Even for many crude operators in oil-producing Colombia, over regulation and insufficient foreign investment are a challenge, executives said.
Oil output across Colombia fell 4.8 per cent year-on-year to 749,800 barrels per day in May, far from the one million bpd produced a decade ago, while gas output declined 18.9 per cent in a year to 800 million cubic feet per day, according to government data.
"Our oilfields are declining, especially our mature fields, and current exploration contracts only cover 14 wells per year through 2030. That is insufficient," said Frank Pearl, head of the ACP.
Some 1,500 blockades to oil operations last year due to protests by communities led to 3,000 jobs permanently lost and four million barrels of deferred oil output, according to the ACP.
An eventual permanent need for crude imports to feed Colombia's refineries, which would lead to an energy trade deficit of billions of dollars per year, is one of the major expected consequences in coming years, Pearl added.

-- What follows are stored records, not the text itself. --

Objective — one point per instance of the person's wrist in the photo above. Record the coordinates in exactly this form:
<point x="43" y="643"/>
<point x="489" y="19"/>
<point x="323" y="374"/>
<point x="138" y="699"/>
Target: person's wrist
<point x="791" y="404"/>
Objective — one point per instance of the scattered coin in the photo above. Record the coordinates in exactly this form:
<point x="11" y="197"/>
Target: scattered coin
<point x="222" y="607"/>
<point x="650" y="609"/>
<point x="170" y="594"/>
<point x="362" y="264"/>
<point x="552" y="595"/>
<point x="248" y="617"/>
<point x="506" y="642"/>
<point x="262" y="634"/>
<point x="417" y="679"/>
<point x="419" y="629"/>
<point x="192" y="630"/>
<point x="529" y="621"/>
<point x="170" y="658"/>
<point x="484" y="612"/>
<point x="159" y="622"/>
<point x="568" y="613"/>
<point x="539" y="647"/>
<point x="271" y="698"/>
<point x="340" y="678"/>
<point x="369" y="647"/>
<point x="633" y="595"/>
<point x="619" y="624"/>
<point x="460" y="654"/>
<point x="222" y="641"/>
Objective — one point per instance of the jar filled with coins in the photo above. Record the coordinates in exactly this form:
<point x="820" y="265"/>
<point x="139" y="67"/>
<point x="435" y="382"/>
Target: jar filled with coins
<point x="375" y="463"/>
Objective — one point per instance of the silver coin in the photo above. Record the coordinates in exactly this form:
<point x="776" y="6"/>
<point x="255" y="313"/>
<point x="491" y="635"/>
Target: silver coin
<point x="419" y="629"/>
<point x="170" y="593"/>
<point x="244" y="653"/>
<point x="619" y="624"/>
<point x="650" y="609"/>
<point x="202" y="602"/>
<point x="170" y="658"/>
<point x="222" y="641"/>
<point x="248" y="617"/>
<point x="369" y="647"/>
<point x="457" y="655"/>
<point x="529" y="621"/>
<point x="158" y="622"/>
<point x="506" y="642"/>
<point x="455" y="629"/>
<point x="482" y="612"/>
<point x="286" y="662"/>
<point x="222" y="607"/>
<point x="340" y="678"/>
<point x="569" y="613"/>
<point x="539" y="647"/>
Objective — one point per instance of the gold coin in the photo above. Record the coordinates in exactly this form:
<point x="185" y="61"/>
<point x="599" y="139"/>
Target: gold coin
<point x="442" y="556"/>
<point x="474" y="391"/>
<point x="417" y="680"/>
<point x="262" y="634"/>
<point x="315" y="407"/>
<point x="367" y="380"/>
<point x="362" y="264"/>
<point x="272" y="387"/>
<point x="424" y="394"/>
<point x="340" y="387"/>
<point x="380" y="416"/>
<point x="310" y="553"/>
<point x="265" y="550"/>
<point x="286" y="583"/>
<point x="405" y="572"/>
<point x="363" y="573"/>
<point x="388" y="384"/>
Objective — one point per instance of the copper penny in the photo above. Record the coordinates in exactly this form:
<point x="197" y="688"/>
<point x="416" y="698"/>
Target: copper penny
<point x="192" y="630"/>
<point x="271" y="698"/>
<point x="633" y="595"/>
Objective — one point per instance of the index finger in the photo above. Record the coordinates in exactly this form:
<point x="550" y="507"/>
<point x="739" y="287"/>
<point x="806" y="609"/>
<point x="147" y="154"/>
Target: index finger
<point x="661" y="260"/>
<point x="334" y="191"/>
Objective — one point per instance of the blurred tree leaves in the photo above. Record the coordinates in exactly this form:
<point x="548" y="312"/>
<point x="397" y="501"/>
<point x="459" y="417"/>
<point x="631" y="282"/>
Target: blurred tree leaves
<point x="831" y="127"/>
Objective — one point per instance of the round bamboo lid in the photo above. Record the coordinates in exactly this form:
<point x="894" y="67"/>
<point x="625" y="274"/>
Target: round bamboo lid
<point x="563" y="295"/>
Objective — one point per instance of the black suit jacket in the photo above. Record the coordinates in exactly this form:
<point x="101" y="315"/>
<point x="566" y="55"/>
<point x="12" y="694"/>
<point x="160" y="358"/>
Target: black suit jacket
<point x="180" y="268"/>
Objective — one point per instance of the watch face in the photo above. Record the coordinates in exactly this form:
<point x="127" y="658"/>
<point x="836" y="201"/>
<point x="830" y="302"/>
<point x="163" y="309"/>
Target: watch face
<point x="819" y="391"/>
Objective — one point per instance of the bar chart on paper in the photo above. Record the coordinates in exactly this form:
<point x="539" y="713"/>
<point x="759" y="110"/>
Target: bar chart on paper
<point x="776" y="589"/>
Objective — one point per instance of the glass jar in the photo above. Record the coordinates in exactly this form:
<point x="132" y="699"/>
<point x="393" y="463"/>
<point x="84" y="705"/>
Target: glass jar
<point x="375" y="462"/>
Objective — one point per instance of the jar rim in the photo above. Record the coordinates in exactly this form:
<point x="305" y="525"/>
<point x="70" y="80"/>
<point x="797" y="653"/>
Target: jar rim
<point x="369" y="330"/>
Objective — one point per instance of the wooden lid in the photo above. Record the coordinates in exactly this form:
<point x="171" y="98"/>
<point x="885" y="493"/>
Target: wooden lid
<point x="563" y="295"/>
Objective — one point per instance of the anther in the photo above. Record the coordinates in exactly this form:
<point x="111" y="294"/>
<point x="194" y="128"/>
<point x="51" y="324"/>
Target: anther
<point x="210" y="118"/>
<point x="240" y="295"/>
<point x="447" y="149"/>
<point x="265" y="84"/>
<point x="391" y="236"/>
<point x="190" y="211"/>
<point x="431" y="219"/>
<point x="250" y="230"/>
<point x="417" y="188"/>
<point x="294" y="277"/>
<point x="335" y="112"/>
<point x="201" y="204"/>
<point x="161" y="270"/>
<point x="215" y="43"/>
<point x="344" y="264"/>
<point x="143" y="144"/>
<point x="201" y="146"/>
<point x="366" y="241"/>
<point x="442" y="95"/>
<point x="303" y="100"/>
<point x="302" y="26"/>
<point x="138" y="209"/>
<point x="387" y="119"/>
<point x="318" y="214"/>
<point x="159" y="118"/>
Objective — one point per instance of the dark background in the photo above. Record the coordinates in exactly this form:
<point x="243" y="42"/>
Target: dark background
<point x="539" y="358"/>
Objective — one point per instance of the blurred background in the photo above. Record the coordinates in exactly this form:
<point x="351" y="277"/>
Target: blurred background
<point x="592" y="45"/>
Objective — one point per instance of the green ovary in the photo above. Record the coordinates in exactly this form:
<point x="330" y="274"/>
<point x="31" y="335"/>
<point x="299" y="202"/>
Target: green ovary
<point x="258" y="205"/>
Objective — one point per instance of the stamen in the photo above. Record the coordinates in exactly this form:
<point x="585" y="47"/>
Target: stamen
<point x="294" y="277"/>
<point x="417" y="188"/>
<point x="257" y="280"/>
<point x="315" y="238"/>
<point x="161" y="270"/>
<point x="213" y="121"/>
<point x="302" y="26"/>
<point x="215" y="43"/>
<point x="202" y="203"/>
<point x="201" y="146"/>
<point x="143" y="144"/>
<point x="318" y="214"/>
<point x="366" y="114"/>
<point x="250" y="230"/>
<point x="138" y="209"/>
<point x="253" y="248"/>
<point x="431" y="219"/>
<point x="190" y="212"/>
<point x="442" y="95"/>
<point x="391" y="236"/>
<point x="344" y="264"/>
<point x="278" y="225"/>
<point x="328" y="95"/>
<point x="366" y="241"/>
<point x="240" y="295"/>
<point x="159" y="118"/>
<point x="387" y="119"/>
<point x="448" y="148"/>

Petro has not allowed any new rounds for exploration and production contracts, instead pushing renewables and power generation. Some political opponents are already offering an industry revival if they win a presidential election in 2026.
"I do not want to export coal. Nor do I want to explore gas, and the last oil reserves will run out, because that kills Colombia and kills humanity," Petro said at a conference last month.